Second of all, I realized that I sometimes forget to realize how great my friends are. It absolutely cannot have been easy to deal with me during that time in my life, and I was fortunate enough to have a few amazing friends at college who were understanding, but wouldn’t baby me too much. They listened and they hung out with me and they were around for the good days and the bad days. They had their own problems and could have easily brushed me off, but they didn’t. And the thing is… they’re still here now, six years later. We might not all be living in the same place, but they’re still here and I still love every single chance I get to see any or all of them. Some of them are among my favorite people in the whole world.
Finally, I realized that I have grown so much. I took my diagnosis and I took my medicine and I got better. One of the most difficult things about that time was having to hear people say “You’re fine. You just want pity.” I didn’t want pity. I wanted to get better, and I was proud of myself when I did. The nature of major depressive disorder is that it has a tendency to come back around. I know this because I watched my grandmother struggle with it. Even when she struggled, though, she continued to be passionate, smart, and funny. I’ve had some rough patches here and there, but nothing like that year in college. I’ve been off of the medicine for almost three years now, and even on my bad days, I don’t find it debilitating.
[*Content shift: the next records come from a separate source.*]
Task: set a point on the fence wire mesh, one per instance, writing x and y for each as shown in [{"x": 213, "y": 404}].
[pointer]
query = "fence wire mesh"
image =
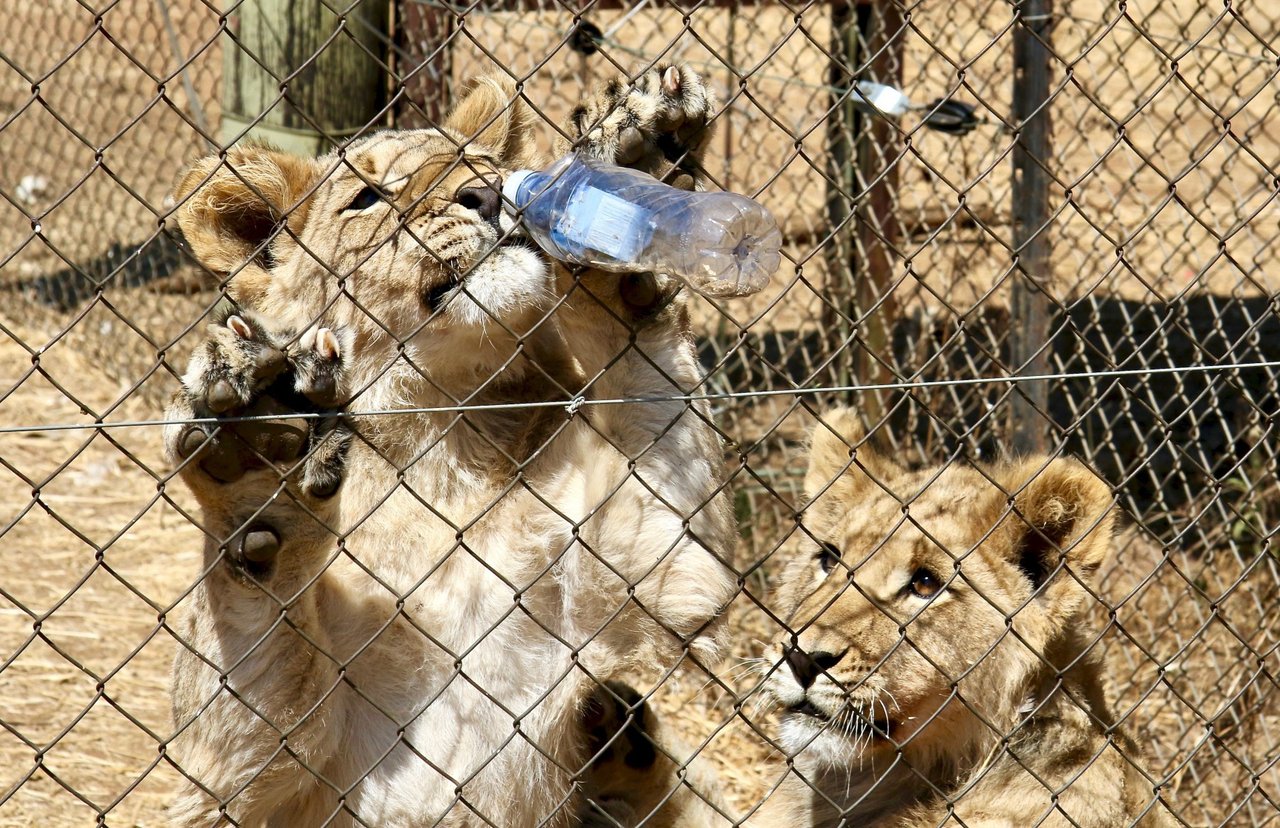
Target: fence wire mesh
[{"x": 506, "y": 630}]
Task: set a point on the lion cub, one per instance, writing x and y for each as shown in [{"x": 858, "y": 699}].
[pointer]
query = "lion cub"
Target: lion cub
[{"x": 936, "y": 671}]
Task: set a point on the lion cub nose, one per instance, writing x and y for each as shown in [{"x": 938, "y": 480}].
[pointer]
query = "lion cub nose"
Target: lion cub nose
[
  {"x": 808, "y": 666},
  {"x": 485, "y": 200}
]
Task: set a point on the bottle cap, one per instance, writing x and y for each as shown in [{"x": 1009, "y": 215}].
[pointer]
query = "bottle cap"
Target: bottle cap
[{"x": 511, "y": 201}]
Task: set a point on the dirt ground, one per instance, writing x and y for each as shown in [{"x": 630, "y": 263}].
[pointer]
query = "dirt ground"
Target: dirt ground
[{"x": 1157, "y": 196}]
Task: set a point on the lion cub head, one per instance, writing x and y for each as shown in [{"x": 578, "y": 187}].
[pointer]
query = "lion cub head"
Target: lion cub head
[
  {"x": 393, "y": 238},
  {"x": 935, "y": 602}
]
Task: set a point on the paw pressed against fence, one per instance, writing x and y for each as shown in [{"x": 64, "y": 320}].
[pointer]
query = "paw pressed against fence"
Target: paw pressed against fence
[{"x": 332, "y": 501}]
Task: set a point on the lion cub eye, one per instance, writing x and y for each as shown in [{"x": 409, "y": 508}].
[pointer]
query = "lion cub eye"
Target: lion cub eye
[
  {"x": 924, "y": 584},
  {"x": 365, "y": 199},
  {"x": 827, "y": 556}
]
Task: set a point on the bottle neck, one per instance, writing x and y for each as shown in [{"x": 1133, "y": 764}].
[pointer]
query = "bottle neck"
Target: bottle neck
[{"x": 520, "y": 188}]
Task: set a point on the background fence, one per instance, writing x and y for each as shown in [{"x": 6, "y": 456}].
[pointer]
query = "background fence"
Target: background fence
[{"x": 1109, "y": 224}]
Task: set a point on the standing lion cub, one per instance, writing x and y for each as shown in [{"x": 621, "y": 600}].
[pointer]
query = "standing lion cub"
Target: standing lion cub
[
  {"x": 937, "y": 669},
  {"x": 421, "y": 565}
]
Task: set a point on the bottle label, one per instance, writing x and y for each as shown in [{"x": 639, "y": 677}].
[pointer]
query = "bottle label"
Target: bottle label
[{"x": 600, "y": 222}]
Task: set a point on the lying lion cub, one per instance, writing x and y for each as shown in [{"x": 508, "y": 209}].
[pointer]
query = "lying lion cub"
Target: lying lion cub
[
  {"x": 401, "y": 614},
  {"x": 937, "y": 672}
]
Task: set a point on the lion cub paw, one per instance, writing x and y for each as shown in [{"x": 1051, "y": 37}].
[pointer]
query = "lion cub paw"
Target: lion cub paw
[
  {"x": 658, "y": 124},
  {"x": 254, "y": 379}
]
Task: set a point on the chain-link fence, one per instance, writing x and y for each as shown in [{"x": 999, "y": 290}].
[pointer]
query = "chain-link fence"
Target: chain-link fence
[{"x": 503, "y": 614}]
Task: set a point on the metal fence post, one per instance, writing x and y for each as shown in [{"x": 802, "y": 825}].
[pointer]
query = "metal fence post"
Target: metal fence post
[{"x": 1028, "y": 307}]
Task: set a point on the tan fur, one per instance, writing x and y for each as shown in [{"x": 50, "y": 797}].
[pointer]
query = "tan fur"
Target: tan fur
[
  {"x": 918, "y": 692},
  {"x": 424, "y": 640}
]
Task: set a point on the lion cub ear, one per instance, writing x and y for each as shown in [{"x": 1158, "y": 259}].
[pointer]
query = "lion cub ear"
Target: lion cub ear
[
  {"x": 228, "y": 209},
  {"x": 492, "y": 114},
  {"x": 1063, "y": 515},
  {"x": 844, "y": 461}
]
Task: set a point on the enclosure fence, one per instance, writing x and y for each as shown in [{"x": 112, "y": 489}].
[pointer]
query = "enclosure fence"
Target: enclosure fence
[{"x": 1063, "y": 243}]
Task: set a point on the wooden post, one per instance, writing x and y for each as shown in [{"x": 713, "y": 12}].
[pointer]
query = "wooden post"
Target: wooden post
[
  {"x": 859, "y": 256},
  {"x": 1031, "y": 211},
  {"x": 330, "y": 68},
  {"x": 424, "y": 64}
]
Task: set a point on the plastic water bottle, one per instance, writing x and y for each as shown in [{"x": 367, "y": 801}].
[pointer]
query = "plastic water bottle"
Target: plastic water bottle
[{"x": 589, "y": 213}]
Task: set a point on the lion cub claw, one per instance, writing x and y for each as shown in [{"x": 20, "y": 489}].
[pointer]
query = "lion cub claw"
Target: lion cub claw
[{"x": 260, "y": 383}]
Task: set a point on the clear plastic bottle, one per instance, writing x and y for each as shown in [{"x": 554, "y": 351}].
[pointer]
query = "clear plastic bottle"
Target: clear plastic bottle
[{"x": 589, "y": 213}]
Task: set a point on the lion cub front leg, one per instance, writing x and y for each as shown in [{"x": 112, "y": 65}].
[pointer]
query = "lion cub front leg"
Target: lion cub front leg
[
  {"x": 661, "y": 123},
  {"x": 256, "y": 663},
  {"x": 264, "y": 470}
]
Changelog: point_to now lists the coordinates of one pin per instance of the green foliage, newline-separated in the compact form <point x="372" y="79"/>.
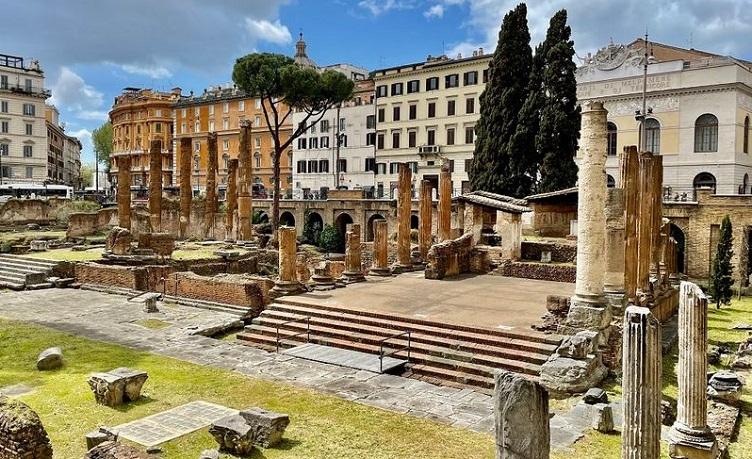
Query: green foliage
<point x="720" y="277"/>
<point x="559" y="130"/>
<point x="496" y="167"/>
<point x="329" y="240"/>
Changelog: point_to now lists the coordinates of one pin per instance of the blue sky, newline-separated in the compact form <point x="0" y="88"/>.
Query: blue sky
<point x="91" y="49"/>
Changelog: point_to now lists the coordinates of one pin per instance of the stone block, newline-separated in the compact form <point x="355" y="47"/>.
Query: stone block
<point x="267" y="426"/>
<point x="50" y="359"/>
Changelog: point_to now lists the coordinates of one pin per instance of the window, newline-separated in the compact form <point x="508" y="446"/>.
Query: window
<point x="611" y="138"/>
<point x="653" y="135"/>
<point x="470" y="105"/>
<point x="706" y="133"/>
<point x="452" y="81"/>
<point x="470" y="78"/>
<point x="469" y="134"/>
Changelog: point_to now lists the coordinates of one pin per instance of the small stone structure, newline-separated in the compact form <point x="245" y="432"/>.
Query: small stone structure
<point x="522" y="419"/>
<point x="22" y="435"/>
<point x="118" y="386"/>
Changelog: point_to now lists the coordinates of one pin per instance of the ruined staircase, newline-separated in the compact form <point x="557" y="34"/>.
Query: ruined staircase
<point x="18" y="272"/>
<point x="441" y="353"/>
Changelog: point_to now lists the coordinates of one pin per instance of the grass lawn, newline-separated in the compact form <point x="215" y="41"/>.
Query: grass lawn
<point x="321" y="426"/>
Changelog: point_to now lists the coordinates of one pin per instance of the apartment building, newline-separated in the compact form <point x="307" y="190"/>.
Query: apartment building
<point x="221" y="109"/>
<point x="426" y="115"/>
<point x="139" y="116"/>
<point x="23" y="133"/>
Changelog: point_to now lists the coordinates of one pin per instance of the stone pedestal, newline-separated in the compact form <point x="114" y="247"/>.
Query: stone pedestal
<point x="641" y="384"/>
<point x="380" y="265"/>
<point x="690" y="436"/>
<point x="353" y="270"/>
<point x="155" y="185"/>
<point x="287" y="283"/>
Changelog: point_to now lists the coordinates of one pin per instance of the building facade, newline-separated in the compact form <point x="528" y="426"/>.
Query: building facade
<point x="23" y="132"/>
<point x="699" y="107"/>
<point x="344" y="136"/>
<point x="425" y="116"/>
<point x="139" y="116"/>
<point x="221" y="110"/>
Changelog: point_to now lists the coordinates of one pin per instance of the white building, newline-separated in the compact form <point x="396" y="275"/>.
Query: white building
<point x="23" y="131"/>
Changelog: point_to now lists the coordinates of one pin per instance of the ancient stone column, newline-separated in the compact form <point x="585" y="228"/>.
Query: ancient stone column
<point x="445" y="204"/>
<point x="522" y="419"/>
<point x="186" y="193"/>
<point x="245" y="178"/>
<point x="404" y="211"/>
<point x="353" y="270"/>
<point x="630" y="169"/>
<point x="380" y="265"/>
<point x="124" y="191"/>
<point x="641" y="385"/>
<point x="425" y="238"/>
<point x="155" y="185"/>
<point x="210" y="205"/>
<point x="690" y="436"/>
<point x="232" y="197"/>
<point x="589" y="309"/>
<point x="287" y="282"/>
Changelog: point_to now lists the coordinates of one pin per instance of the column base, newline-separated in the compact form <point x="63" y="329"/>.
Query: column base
<point x="686" y="443"/>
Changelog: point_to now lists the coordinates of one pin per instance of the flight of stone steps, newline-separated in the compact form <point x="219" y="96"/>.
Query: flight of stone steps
<point x="18" y="272"/>
<point x="441" y="353"/>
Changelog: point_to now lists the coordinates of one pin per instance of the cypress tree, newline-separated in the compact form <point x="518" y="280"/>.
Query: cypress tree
<point x="559" y="131"/>
<point x="720" y="277"/>
<point x="495" y="163"/>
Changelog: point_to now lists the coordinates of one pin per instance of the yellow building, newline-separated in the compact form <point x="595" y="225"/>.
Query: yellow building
<point x="220" y="110"/>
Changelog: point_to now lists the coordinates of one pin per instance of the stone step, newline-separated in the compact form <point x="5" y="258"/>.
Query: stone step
<point x="457" y="349"/>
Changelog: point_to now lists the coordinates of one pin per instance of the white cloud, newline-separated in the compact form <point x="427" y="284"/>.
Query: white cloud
<point x="436" y="11"/>
<point x="272" y="32"/>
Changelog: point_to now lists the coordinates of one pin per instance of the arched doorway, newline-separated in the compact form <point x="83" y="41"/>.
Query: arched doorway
<point x="287" y="219"/>
<point x="678" y="235"/>
<point x="370" y="232"/>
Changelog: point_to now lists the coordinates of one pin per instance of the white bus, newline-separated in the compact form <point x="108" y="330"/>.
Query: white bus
<point x="27" y="190"/>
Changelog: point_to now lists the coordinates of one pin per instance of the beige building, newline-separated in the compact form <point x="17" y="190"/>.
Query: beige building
<point x="699" y="110"/>
<point x="23" y="132"/>
<point x="425" y="115"/>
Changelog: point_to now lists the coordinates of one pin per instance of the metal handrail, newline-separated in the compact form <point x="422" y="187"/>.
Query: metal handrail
<point x="300" y="319"/>
<point x="382" y="354"/>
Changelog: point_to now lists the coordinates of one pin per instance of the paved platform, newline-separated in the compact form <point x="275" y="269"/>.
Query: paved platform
<point x="482" y="301"/>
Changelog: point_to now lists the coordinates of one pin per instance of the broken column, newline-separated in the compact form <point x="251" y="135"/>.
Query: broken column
<point x="353" y="271"/>
<point x="522" y="419"/>
<point x="287" y="282"/>
<point x="186" y="193"/>
<point x="589" y="309"/>
<point x="245" y="178"/>
<point x="445" y="204"/>
<point x="641" y="384"/>
<point x="155" y="185"/>
<point x="210" y="205"/>
<point x="404" y="211"/>
<point x="425" y="238"/>
<point x="380" y="265"/>
<point x="232" y="197"/>
<point x="690" y="437"/>
<point x="124" y="191"/>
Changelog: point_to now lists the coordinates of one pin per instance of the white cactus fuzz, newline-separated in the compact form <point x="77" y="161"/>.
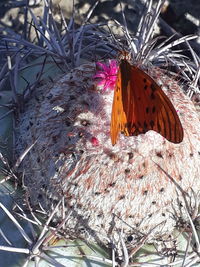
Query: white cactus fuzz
<point x="135" y="186"/>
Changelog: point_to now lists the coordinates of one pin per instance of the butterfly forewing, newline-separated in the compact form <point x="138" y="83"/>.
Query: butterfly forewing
<point x="140" y="105"/>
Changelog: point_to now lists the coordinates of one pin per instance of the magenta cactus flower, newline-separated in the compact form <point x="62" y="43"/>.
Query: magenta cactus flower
<point x="107" y="75"/>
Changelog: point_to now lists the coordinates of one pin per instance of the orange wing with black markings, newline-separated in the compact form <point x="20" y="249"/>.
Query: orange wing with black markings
<point x="140" y="105"/>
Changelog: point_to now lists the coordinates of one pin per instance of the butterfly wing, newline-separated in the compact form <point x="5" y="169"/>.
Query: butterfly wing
<point x="144" y="106"/>
<point x="118" y="117"/>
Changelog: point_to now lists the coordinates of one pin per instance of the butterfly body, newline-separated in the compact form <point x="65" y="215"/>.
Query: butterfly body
<point x="140" y="105"/>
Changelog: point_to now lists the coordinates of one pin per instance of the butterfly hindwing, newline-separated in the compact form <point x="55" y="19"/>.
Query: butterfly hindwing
<point x="140" y="105"/>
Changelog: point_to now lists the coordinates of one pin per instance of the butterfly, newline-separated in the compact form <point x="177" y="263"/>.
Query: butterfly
<point x="140" y="105"/>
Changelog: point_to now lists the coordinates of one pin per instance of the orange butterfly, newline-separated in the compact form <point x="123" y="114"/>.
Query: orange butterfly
<point x="140" y="105"/>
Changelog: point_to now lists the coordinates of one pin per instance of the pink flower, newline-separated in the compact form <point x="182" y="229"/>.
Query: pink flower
<point x="94" y="141"/>
<point x="107" y="75"/>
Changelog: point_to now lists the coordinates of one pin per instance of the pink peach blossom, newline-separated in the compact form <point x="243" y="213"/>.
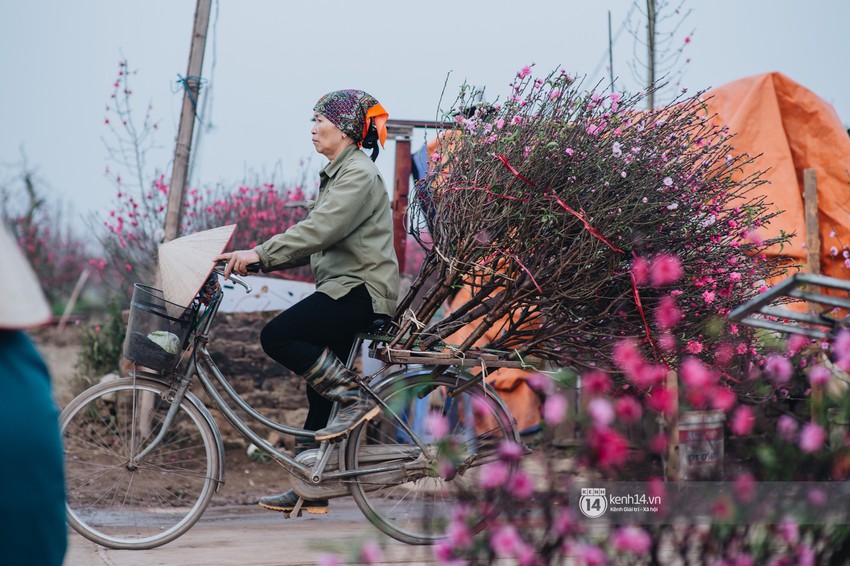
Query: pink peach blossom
<point x="504" y="541"/>
<point x="667" y="315"/>
<point x="665" y="270"/>
<point x="640" y="270"/>
<point x="743" y="421"/>
<point x="778" y="369"/>
<point x="786" y="427"/>
<point x="601" y="412"/>
<point x="812" y="437"/>
<point x="627" y="409"/>
<point x="819" y="375"/>
<point x="596" y="383"/>
<point x="554" y="409"/>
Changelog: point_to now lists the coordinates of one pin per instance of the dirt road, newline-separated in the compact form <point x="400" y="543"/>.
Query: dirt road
<point x="248" y="535"/>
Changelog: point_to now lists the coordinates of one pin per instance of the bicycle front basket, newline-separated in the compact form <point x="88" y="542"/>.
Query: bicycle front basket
<point x="157" y="330"/>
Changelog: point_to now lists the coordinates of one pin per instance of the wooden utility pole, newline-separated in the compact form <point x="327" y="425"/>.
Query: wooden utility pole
<point x="810" y="205"/>
<point x="810" y="200"/>
<point x="192" y="87"/>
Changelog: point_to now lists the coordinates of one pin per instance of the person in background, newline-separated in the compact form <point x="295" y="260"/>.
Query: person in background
<point x="33" y="503"/>
<point x="348" y="239"/>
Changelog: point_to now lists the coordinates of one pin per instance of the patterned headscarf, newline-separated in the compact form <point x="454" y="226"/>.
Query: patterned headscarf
<point x="352" y="111"/>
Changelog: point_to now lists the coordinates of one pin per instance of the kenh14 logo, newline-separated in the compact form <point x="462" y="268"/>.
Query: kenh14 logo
<point x="593" y="502"/>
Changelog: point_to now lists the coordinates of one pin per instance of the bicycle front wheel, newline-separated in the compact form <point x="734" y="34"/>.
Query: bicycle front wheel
<point x="415" y="502"/>
<point x="118" y="500"/>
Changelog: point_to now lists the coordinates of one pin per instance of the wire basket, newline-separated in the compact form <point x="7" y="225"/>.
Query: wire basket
<point x="157" y="330"/>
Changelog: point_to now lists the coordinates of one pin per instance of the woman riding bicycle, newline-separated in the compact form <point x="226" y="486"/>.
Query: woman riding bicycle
<point x="347" y="238"/>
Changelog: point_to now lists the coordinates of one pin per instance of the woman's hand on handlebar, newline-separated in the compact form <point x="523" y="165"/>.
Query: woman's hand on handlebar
<point x="239" y="262"/>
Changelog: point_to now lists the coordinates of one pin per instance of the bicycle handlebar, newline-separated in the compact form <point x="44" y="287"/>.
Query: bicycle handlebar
<point x="252" y="268"/>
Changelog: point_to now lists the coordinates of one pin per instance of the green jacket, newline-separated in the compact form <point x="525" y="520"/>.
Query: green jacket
<point x="348" y="235"/>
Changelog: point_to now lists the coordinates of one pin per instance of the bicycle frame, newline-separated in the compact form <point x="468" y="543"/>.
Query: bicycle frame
<point x="209" y="375"/>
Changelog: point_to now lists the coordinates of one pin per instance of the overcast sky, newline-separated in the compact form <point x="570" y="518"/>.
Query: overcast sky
<point x="268" y="61"/>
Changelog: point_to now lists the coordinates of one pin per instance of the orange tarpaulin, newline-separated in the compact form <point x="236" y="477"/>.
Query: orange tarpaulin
<point x="793" y="129"/>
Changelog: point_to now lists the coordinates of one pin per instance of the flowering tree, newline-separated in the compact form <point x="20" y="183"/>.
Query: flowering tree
<point x="132" y="229"/>
<point x="653" y="266"/>
<point x="55" y="250"/>
<point x="576" y="215"/>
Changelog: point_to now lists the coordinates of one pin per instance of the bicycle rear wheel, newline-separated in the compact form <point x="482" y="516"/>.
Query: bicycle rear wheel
<point x="415" y="502"/>
<point x="117" y="501"/>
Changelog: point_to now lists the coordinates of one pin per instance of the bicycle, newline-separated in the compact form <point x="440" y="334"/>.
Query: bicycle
<point x="144" y="455"/>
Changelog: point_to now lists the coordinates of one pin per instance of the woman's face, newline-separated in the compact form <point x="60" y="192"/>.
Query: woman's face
<point x="327" y="138"/>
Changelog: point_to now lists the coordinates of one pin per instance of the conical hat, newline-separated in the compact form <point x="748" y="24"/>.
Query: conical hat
<point x="186" y="263"/>
<point x="23" y="304"/>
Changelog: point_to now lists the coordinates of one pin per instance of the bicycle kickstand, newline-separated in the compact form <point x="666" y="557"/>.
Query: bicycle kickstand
<point x="296" y="511"/>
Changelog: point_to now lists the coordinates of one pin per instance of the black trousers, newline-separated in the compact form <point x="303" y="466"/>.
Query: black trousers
<point x="296" y="338"/>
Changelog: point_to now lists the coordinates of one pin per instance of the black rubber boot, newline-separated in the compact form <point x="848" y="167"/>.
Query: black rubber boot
<point x="286" y="501"/>
<point x="331" y="379"/>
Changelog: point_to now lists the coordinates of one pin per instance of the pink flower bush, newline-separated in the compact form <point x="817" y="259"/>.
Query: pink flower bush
<point x="631" y="539"/>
I can work around it. I’ve learned to manage it. At least for the most part. No one is perfect and I have just as many insecurities as the next person. Isn’t that what being human is all about? A range of emotions and all that good stuff? Maybe I just feel more of them more often than most people. Who knows.
It took two days to decide whether or not I wanted to write this post. I know there are people who read my blog who don’t know much about me or who are cyber-stalking (hello, regular readers in California) and whatnot, and opinions tend to change when you introduce topics such as depression. That’s not really the point of this post, though. Ultimately the point wasn’t about suffering the depression, but about getting better and being able to look back on those days and see how far I’ve come. It’s about being a survivor (in the Destiny’s Child sense of the term). It’s about how much I appreciate my friends.
But mostly it’s about how, with all the moving forward we do, sometimes it’s good to look back and laugh, but it’s especially good to look at where we were and see how we got to be where we are.